A second point of comparison between monitoring reports outside of the northeast is trap efficacy. Work in Missouri demonstrated the efficacy of emergence traps for collecting adult weevils as they emerge from the soil. In fact, these ground-based emergence traps collected many more C. sayi than and in advance of other trap types [13]. In contrast, our emergence traps in upstate New York did not catch a single C. sayi adult in either season. Much more effective were the trunk and pyramid traps. Pyramid traps caught more than three times more weevils than trunk traps and were the most effective means of monitoring adult C. sayi populations (Figure 2). These traps caught more than two times more male than female C. sayi adults. Both the pyramid and trunk traps work by arresting adults as they emerge from the soil and climb to the canopy. While this may be true if C. sayi adults emerge proximal to the host trees, this may not be the case at our field site. If adult weevils were emerging from the soil underneath the chestnut trees under observation, we would have expected to have collected at least a few given the trap placement. Additionally, the peak populations of adult weevils we collected came in mid to late October at a time when the nuts themselves were almost mature. It could be our C. sayi were flying into the canopy of our commercial orchard from surrounding areas.

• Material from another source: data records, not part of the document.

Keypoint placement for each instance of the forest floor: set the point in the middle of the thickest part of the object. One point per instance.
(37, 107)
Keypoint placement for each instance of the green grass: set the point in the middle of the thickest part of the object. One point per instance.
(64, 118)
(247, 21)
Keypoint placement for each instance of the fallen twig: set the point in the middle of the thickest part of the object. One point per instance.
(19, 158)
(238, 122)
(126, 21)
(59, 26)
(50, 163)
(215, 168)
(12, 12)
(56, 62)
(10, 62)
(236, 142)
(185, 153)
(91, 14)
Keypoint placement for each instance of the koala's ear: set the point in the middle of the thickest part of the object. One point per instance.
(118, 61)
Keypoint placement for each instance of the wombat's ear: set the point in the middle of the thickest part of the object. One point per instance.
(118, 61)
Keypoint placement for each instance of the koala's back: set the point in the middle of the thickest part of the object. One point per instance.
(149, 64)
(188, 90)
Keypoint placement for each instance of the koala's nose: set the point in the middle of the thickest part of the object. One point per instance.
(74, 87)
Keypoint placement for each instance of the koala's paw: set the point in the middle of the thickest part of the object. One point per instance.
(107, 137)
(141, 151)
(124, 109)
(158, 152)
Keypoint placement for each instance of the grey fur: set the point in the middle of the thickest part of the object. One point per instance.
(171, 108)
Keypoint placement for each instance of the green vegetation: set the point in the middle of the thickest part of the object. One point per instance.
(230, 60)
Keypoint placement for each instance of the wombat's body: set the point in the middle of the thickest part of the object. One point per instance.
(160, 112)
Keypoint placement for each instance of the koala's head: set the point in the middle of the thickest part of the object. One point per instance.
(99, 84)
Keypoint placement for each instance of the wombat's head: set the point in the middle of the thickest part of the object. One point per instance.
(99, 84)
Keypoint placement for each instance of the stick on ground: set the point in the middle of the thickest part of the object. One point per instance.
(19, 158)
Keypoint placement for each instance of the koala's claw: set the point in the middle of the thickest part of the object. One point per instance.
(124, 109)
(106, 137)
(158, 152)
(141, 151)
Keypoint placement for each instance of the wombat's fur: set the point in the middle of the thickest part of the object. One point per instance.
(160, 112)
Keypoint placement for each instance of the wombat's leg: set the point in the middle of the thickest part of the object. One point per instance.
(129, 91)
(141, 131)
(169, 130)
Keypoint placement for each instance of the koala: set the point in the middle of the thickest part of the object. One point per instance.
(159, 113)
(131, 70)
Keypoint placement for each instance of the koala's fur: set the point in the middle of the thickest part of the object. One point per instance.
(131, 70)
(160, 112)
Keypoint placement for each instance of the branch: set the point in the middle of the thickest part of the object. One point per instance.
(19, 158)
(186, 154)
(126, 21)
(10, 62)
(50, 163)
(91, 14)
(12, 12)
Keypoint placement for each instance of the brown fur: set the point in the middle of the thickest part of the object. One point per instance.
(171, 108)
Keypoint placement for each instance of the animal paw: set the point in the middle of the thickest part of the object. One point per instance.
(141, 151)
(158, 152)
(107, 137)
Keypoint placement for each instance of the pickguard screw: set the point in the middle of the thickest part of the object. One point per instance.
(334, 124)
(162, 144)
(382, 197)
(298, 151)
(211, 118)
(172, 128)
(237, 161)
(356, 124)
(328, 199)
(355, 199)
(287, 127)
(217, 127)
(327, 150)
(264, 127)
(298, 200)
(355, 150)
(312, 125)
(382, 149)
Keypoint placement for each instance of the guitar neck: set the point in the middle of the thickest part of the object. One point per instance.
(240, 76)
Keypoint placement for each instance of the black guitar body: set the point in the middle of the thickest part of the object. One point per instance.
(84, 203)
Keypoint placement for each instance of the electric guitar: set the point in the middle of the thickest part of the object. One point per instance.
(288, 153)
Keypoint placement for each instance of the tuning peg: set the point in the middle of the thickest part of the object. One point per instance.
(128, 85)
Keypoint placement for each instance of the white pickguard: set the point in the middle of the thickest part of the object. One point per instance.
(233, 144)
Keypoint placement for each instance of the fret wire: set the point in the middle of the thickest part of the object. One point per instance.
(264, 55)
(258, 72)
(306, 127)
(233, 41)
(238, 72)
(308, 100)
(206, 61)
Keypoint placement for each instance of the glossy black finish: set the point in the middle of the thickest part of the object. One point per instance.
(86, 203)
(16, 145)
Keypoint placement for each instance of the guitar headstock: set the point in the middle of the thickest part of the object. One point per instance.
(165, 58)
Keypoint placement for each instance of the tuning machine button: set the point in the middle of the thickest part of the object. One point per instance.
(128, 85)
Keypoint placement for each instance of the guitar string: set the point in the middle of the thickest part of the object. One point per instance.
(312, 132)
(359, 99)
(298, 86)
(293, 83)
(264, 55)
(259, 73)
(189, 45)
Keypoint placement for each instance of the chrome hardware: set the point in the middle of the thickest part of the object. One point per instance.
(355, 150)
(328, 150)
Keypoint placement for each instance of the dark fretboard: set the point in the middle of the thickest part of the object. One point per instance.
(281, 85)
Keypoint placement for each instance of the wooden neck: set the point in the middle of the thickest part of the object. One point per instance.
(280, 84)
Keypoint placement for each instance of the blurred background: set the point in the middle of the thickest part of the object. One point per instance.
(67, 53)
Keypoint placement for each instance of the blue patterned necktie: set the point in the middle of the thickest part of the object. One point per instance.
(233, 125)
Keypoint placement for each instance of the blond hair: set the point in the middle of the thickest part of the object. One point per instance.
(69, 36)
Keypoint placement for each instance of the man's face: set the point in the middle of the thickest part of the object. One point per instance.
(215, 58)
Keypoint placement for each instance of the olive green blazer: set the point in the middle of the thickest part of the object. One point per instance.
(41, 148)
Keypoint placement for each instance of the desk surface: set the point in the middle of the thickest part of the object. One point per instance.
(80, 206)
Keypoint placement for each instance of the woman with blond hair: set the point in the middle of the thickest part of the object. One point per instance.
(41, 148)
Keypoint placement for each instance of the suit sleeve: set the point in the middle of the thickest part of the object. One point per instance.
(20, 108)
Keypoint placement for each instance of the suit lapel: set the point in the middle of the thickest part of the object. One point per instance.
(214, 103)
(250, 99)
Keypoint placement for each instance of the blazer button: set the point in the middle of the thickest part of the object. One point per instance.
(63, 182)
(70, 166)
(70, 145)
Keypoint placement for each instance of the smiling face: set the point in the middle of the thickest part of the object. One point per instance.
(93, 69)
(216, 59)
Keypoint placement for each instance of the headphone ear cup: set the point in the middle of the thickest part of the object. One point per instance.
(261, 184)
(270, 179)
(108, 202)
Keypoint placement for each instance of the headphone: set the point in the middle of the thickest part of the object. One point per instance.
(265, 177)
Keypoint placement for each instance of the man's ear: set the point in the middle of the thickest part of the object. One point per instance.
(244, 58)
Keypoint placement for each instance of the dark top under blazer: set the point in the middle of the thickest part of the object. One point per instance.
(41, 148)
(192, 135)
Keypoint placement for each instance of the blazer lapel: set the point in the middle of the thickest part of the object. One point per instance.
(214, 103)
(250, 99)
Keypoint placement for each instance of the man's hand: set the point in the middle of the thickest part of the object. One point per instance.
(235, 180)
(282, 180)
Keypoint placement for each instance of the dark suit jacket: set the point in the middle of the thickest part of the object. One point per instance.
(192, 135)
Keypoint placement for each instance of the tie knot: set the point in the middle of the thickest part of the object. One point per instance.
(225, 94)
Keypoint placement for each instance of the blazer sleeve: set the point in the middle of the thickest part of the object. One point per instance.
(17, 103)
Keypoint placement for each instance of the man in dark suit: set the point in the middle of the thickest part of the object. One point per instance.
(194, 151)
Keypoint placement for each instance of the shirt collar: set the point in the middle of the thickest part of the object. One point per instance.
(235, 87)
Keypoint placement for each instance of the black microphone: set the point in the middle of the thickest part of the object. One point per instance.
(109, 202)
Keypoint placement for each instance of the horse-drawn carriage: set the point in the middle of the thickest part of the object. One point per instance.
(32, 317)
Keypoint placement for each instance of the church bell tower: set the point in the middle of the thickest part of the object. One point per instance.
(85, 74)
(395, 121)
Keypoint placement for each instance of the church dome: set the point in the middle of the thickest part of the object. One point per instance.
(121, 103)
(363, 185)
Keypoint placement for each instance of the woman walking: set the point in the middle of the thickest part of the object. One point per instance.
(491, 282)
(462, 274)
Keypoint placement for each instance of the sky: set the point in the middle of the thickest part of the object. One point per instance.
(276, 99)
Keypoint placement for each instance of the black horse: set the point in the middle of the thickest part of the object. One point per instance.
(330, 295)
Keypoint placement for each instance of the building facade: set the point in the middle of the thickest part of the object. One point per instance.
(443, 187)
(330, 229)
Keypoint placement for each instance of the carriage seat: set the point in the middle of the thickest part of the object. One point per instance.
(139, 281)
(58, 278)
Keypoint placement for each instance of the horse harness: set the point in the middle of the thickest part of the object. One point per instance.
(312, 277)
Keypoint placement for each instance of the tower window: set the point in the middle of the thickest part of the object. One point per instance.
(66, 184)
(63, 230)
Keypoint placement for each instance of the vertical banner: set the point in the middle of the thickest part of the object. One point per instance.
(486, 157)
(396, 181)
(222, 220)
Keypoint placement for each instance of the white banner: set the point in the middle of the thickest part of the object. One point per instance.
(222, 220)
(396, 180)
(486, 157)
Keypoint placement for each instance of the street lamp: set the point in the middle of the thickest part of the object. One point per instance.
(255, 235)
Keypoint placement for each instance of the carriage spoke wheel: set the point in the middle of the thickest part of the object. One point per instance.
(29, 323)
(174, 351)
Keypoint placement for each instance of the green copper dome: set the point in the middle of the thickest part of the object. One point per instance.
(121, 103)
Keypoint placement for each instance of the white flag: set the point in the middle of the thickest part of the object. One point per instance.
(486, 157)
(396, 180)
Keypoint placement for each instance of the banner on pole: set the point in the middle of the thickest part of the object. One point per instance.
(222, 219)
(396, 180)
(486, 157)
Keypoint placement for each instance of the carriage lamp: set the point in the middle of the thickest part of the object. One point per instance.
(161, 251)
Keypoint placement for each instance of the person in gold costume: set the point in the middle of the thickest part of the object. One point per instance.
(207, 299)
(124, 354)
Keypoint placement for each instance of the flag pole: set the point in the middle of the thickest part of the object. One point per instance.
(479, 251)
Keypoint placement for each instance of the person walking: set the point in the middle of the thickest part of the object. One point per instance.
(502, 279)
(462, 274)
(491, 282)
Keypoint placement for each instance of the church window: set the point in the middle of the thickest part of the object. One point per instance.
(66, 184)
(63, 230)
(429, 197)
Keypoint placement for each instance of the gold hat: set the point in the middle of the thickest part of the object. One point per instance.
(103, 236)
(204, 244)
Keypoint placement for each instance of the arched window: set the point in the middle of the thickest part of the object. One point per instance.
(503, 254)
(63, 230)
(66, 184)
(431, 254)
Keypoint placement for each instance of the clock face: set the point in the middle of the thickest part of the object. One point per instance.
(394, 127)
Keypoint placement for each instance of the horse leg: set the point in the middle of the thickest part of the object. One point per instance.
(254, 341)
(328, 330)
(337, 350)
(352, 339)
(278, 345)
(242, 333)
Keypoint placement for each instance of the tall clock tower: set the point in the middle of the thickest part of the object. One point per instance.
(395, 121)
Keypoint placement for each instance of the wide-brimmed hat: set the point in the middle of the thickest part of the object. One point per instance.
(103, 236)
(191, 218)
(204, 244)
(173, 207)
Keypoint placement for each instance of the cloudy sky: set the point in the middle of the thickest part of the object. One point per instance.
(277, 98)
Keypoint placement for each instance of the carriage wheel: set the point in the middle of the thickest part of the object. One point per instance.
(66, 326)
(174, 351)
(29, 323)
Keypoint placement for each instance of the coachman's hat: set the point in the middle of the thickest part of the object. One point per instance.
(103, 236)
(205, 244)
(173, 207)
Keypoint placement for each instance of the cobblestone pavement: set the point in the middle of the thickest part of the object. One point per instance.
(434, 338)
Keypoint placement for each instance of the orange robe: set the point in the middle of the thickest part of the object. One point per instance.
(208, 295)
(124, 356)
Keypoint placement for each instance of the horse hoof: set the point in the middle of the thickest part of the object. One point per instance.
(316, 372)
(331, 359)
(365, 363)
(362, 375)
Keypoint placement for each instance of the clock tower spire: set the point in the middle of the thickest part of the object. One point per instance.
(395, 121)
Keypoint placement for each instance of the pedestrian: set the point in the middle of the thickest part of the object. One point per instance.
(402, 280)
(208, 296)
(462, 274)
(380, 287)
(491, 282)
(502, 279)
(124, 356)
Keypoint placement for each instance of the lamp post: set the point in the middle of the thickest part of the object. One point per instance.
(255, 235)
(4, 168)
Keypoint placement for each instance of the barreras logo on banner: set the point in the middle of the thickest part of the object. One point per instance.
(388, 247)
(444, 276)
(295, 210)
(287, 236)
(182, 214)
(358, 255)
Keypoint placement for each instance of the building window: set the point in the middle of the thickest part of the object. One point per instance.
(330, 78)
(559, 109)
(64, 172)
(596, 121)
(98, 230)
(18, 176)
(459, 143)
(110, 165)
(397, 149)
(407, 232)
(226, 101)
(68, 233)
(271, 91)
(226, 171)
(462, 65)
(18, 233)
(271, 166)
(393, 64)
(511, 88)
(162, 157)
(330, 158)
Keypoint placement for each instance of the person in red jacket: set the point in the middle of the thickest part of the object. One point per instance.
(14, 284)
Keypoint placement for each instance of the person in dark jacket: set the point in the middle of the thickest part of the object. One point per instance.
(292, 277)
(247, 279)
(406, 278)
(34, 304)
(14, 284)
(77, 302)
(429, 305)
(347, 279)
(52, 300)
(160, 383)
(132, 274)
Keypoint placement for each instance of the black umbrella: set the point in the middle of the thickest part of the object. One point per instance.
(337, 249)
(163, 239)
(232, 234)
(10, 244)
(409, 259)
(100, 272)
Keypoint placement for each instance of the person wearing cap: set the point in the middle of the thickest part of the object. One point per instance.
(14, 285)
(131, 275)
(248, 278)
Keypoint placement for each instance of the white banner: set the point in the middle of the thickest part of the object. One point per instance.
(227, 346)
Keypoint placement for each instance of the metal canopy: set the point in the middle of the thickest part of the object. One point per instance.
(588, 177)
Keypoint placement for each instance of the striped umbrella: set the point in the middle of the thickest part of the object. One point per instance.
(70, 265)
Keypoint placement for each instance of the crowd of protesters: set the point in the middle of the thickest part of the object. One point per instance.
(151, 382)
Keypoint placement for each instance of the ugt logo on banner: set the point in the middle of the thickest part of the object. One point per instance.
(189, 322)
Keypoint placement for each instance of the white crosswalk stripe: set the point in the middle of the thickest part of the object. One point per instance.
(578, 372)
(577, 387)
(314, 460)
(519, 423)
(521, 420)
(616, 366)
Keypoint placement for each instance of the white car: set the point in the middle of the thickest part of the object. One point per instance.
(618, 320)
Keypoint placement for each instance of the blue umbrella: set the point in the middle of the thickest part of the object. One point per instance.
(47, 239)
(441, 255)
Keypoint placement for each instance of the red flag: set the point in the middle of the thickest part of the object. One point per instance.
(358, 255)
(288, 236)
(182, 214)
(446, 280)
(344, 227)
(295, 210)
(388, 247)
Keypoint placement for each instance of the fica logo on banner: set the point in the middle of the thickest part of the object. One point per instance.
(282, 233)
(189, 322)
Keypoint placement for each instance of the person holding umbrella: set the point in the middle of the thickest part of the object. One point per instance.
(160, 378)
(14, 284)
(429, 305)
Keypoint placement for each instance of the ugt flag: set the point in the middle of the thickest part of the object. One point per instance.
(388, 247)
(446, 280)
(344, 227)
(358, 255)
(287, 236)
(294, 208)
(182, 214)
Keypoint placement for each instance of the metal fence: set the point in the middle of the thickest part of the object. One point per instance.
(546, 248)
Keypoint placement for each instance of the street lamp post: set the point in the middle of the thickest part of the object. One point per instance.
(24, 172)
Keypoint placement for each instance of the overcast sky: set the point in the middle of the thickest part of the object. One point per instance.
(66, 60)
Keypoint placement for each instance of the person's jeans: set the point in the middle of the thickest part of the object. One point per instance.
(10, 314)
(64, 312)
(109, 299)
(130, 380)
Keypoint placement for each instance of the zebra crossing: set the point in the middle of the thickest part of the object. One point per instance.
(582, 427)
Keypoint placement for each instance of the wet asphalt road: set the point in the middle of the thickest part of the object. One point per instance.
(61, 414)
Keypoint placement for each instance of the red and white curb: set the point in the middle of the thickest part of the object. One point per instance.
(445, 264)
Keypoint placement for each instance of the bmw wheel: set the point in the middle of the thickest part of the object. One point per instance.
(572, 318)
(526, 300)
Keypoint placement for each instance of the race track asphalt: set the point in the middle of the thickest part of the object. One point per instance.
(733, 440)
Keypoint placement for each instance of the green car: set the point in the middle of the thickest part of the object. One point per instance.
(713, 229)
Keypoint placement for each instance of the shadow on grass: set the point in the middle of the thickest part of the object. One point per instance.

This could be supported by the flight ability of C. sayi and the attractive nature of the chestnut canopy during flowering. While the average flight distances for male and female adult C. sayi are 247.1 m and 226.6 m, respectively, the maximum observed flights are much longer, with a female 2 hr flight of more than 3 km and a male flight exceeding 2.5 km [23]. If C. sayi were flying into the chestnuts evaluated in this study, they were likely attracted to the flowering catkins. Chestnut catkins produce a number of key volatile organic compounds [24] that are highly attractive to both male and female C. sayi [25].

The C. sayi lifecycle aligns closely with previous reports including the construction of a pupal chamber just below the soil surface. As in previous reports, no weevils or pupal chambers were found more than 10 cm below the soil surface. The mortality of our subterranean C. sayi was more than double that of previous reports which could be related to differences in soil types and the presence of other soil organisms in the microcosms. In line with previous reports, we recovered multiple life stages, including adults that had eclosed but not yet emerged.

These staggered life stages could point to a survival strategy that has been documented in the European cousin of C. sayi: the chestnut weevil Curculio elephas. C. elephas uses a staggered strategy of emergence to distribute a single generation to emerge as adults over multiple years [26,27]. This plasticity enhances long-term chances of survival so that an entire generation does not emerge in one potentially bad year [26,27]. A similar strategy could be occurring in C. sayi. Given the varied life stages we discovered after a single season and similar results from previous studies [13], we suspect that a single generation of larvae may emerge as adults over multiple years.

5. Conclusions

The phenology of C. sayi from upstate New York detailed here is distinct in some aspects from reports from other locations. Specifically the univoltine nature and late emergence of C. sayi suggest that C. sayi has different population dynamics in more northern climes. Additionally, the efficacy of the pyramid traps in contrast to other trap types points to effective monitoring practices for chestnut growers. Through better understanding the phenology and lifecycle of C. sayi along with a means to monitor populations, the improved management of this emergent pest can become a reality. Indeed, this work reported here can become the basis for the explorations of the effective means of the biological control of this lesser of the two weevils.